SHA avoids the T word in 270 reply
Back in the summer, after an outcry over the high $4 billion price tag for widening I-270, the Montgomery County Council decided to hold off on any decisions until it could get answers to a few little pesky questions. They asked the Maryland State Highway Administration to respond by early September, but SHA took until the end of last week to respond. Despite the long time frame, their answers are a little thin on details.
As Michael Dresser pointed out, they don't explain how much money will have to come from tolls, or how high the tolls will be. They do make clear that federal transportation funds aren't sufficient to pay for the project. Also, the state has maxed out its current transportation debt ceiling with the ICC, requiring the state legislature to raise the debt limit if they want to borrow money for this project.
Despite refusing to talk about tolls, the model seems to assume that there will be high tolls.
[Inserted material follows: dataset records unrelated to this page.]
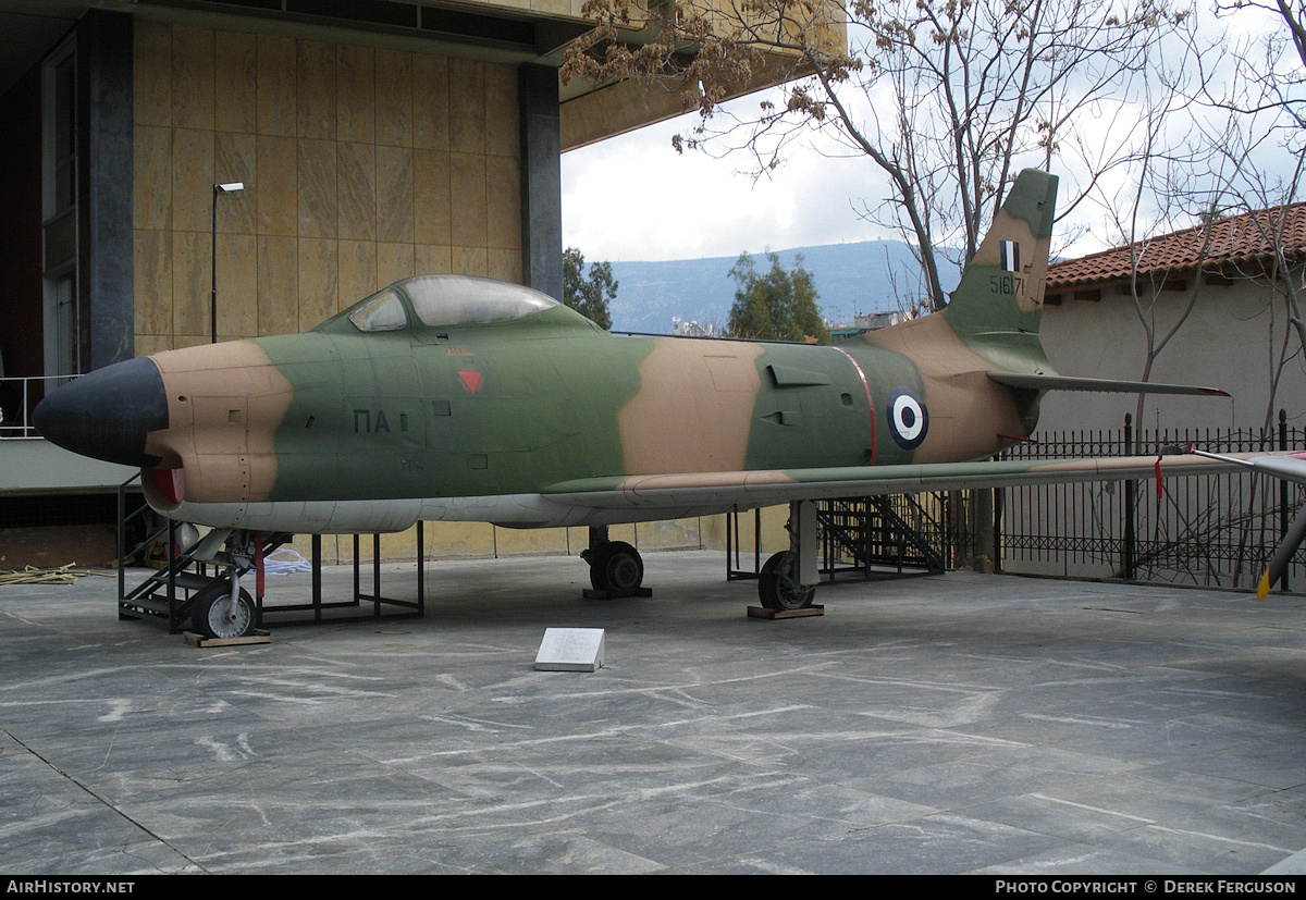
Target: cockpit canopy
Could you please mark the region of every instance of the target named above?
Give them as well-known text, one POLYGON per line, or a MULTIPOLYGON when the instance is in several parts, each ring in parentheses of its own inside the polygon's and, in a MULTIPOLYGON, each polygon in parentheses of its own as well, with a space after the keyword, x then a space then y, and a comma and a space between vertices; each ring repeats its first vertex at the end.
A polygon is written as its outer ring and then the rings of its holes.
POLYGON ((336 319, 360 332, 392 332, 409 325, 404 299, 422 325, 483 325, 522 319, 558 306, 530 287, 470 276, 418 276, 397 281, 355 303, 336 319))

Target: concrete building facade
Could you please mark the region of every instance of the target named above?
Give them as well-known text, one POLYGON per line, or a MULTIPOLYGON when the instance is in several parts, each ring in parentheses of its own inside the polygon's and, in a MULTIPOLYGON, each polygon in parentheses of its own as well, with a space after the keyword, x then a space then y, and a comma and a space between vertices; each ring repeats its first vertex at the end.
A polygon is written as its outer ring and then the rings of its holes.
MULTIPOLYGON (((414 274, 560 298, 562 152, 680 111, 632 82, 560 85, 581 5, 0 0, 0 494, 132 474, 27 427, 63 378, 307 330, 414 274)), ((435 539, 584 546, 479 532, 435 539)), ((701 542, 699 522, 663 532, 701 542)))

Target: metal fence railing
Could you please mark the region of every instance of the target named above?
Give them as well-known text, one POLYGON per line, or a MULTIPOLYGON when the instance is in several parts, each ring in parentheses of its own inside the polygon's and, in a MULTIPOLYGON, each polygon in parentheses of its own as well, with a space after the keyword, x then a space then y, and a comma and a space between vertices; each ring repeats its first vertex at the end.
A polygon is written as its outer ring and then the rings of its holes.
POLYGON ((37 375, 0 378, 0 439, 39 438, 31 425, 31 410, 46 392, 77 378, 76 375, 37 375))
MULTIPOLYGON (((1164 430, 1043 435, 1010 458, 1064 458, 1160 453, 1187 448, 1238 453, 1306 448, 1306 430, 1164 430)), ((1003 564, 1053 563, 1066 575, 1252 588, 1306 490, 1252 472, 1010 489, 1000 528, 1003 564)), ((1306 587, 1298 554, 1288 585, 1306 587)), ((1277 587, 1277 585, 1276 585, 1277 587)))

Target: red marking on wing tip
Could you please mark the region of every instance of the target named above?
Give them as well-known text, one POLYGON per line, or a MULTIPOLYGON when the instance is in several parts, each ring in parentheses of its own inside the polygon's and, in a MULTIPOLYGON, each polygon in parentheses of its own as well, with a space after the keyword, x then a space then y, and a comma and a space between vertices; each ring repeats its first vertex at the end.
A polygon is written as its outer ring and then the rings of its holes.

They say that they don't expect a lot of "induced demand" from the road. That's only possible if the tolls are high enough as to discourage new settlement at the edge of the region. In other words, the tolls would have to be so high that it's not economically worthwhile for people to commute from new subdivisions in Frederick County.
What about ACT's transit alternative? They say they looked a transit alternative, but then rejected it. There isn't any more information about what that alternative was, or why they dropped it. The one reason they give for dropping the all-transit alternative is that it won't make travel faster for truckers or other drivers on 270 between DC and the Midwest. But will building a new road make travel faster for them? If the tolls are really high, and they want to pay the tolls, then maybe. But as we're finding out with the ICC, drivers don't actually want to pay the tolls.
Here's the bottom line. Either the road is too expensive for most people to use, or it will drive sprawl. If it drives sprawl, then it doesn't accomplish the improved mobility . And if the tolls are really high, then it doesn't benefit many people. Either way, the tolls won't pay for the road, so Maryland taxpayers from around the state end up footing the bill for a road that's either just as congested as the old road, or too expensive for most people to use.
Q: How will you pay for this project?
A: We don't know. The federal money Maryland will get in the future isn't enough to pay for this project. We'll need other sources, but don't know what or how much.
Q: How much of the money will be "discretionary" funds that the state could use for other purposes instead, if it chose?
A: We don't know yet.
Q: Can federal highway money be "flexed" to transit projects instead? What about transit on a highway?
A: Except for a few small exceptions, yes. Some categories require approval from USDOT, some don't.
Q: We think the currently proposed transportation bill in Congress allows states to keep flexing funds to transit. Is that right?
A: We don't want to answer any questions about bills that aren't law yet.
Q: Can the state use federal "highway trust fund" money for transit instead of highways if it wants?
A: Not as the programs operate now. FHWA "highway trust fund" money can't go to transit; you have to use FTA money for that. Congress has to allow that money to go to transit if it wants to let states choose between the two.
Q: How much will the state pay in interest on the bonds it will have to sell for this project?
A: We don't know how much money would be in bonds, so we can't say. However, the state has already hit its debt ceiling with the bonds it sold for the ICC, and can't sell more under current state law.
Q: What do you think about ACT's transit alternative?
A: We don't have time to analyze it, but it doesn't benefit the truckers driving on I-270 which is one of the groups that the freeway project will aid.
Q: How long will it take to study this?
A: We already looked at an all-transit alternative, but took it out because it didn't really decrease VMT on I-270. If we looked at this alternative, we'd have to start the EIS over.
Q: How long will it take to study the effect of the Gaithersburg West and Germantown plans?
A: Not very long. We just plug them into the model and hit go. We already looked at this in a preliminary way and it will increase traffic on I-270 somewhat.
Q: Do you want to add lanes on I-270 south of Shady Grove?
A: We're working on that study now.
Q: What is the cost of bus service on I-270 and how much service would we get? How does that compare to the MARC improvement?
A: Buses will run every 15 minutes and carry about 2,900-3,400 people per day for a cost of $6-9 million. Improving MARC would cost $531 million and quadruple capacity to 26,000 people per day, but our model estimates about 15,500 riders. MARC reaches farther than this project, all the way to West Virginia.
Q: Your EIS says that there will be less pollution with the new lanes than without. Did that account for induced demand?
A: Our model doesn't figure there will be very much induced demand.
Q: Can you add an option for two reversible lanes, as some have suggested?
A: Sure, but we have to pick a preferred alternative from among the existing options first, and can then look at this.
Q: It looks like, since most of the traffic is in the peak direction, two reversible lanes are just as good as four new lanes with two in each direction. Is that right?
A: Yeah, it looks like you're right, but we have to rerun the numbers using new forecasts.